Providing anti-fraud services like Tazama is critical to increasing trust and raising citizens' participation in a country's financial system, which is a key part of overall economic development. Africa and some nations in the Middle East and Asia lag far behind in account ownership compared with the United States, Europe, and the richer economics of Asia. Only 27% of adults in Egypt have a bank account, 47% of adults in Jordan, 45% in Kenya, 36% in Burkina Faso, and 45% in Nigeria, according to The Global Findex Database 2021, published by the World Bank.
The Gates Foundation found that delivering banking services to lower-income citizens is a key component of meeting its goal of helping deploy real-time digital payments, which can help economies grow. In many countries, people are living on just dollars a month, which does not make it profitable for large financial firms to create their own financial networks. Instead, homegrown systems based on open source software are needed, McCormick says.
Real-Time Fraud Detection
The Tazama open source software is a server that takes in information and applies more than 270 different rules, each one of which produces a single answer. The rules are combined into typologies, which look for particular types of fraud, according to Tazama documentation.
The information flow for a financial transaction in Tazama's anti-fraud platform. Source: Tazama.org
With digital fraud growing in Africa and other parts of the world, such as a recent spate of Magecart attacks on e-commerce websites, protecting the financial system and its participants from fraud is especially timely.
The pilot project's servers are currently running 2,300 transactions per second, which results in detection of fraud in real-time, McCormick says.
"We're hardening the network, so fewer places for people to get on board and do bad things — less money muling and issues along those lines," he says. "We offer about 30 types of fraud checks right now, but to be honest, everybody that uses this system is going to customize it."
For example, the Central Bank of West African States (BCEAO) — made up of more than 270 banks, 17 mobile money operations, and 43 money "creators" — will likely mandate that those organizations have an anti-fraud capability and result in about 60% to 70% of those organizations using Tazama, he says.
Adding AI for Cybersecurity
The platform is a machine-learning engine that ingests transaction data in real-time, stores the information in a database, and then uses behavioral modeling to determine whether the transaction is likely legitimate or a sign of fraud, says Justus Ortlepp, product manager for Tazama.
"The intention is for the platform to be able to ingest all of your transactions so that it can have as comprehensive a picture of somebody's behavior," he says. "That 'somebody' could be a company, legal entity that is trading across the network, or an individual who is using the financial system."
Tazama also targets other types of financial ruses. Job fraud, where the criminal offers work to people but then steals their money, is common in some parts of Africa, while laundering funds stolen through other criminal schemes is another common attack on financial systems, says Ortlepp.
"Even though money laundering is not typically fraud, fraud eventually becomes money laundering anyway, because that's how fraudsters squirrel away their funds and hide the proceeds of that particular crime," he says.

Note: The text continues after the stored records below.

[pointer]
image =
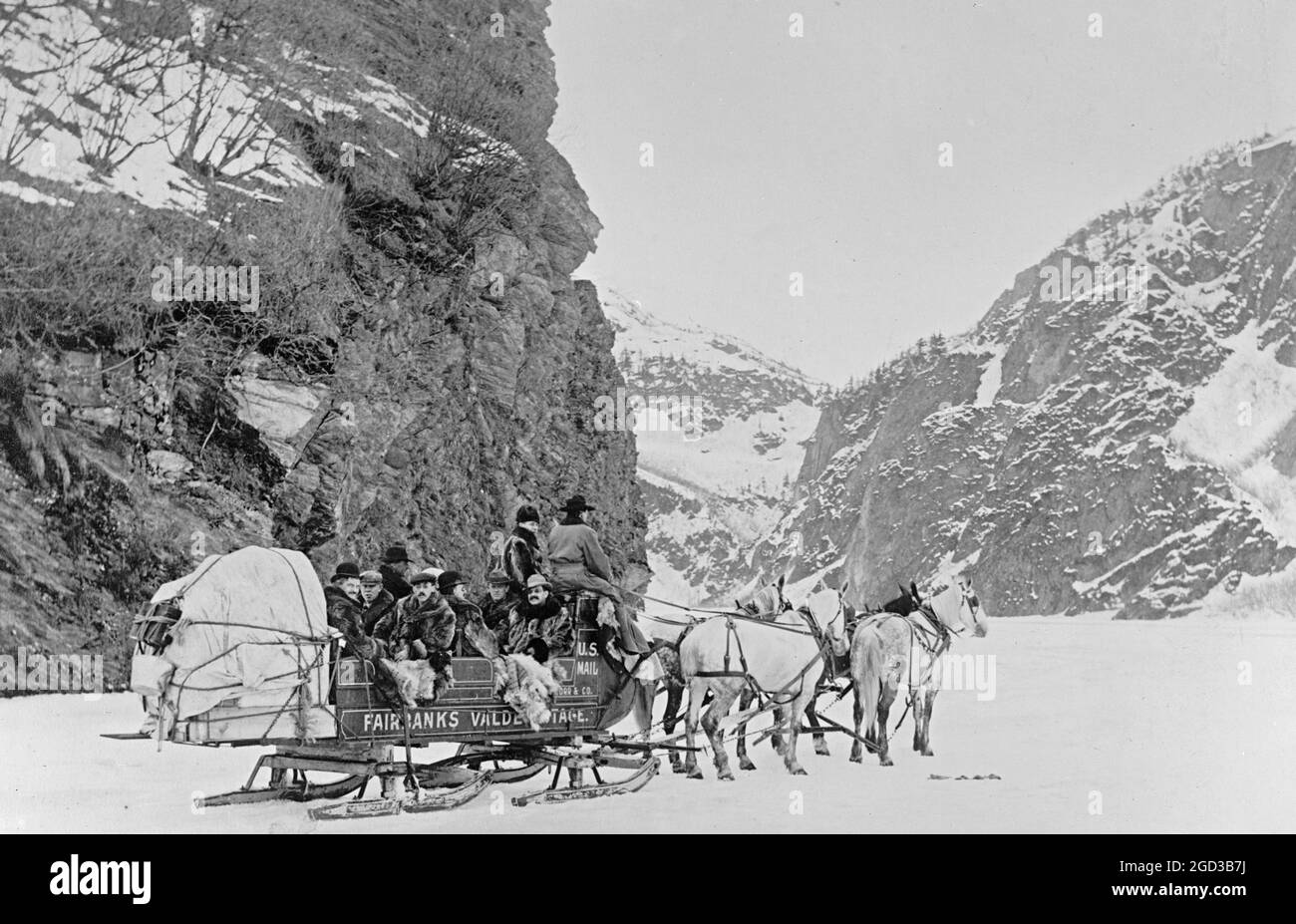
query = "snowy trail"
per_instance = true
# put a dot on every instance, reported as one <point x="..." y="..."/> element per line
<point x="1151" y="716"/>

The Tazama group plans to build more capabilities into the platform, including explainable AI and other advanced features. Many targeted countries do not have a cybersecurity-skilled workforce or resources to deploy a complex platform, so using machine learning and AI to make the platform easier to use and manage is important, McCormick says.
"We need to make it pretty simple, so that the banks and fintechs and the other people could run this and can create trusted networks and do trust transactions," he says. "So the future is really all about simplification, the use of AI and adding more functionality as far as ease of use."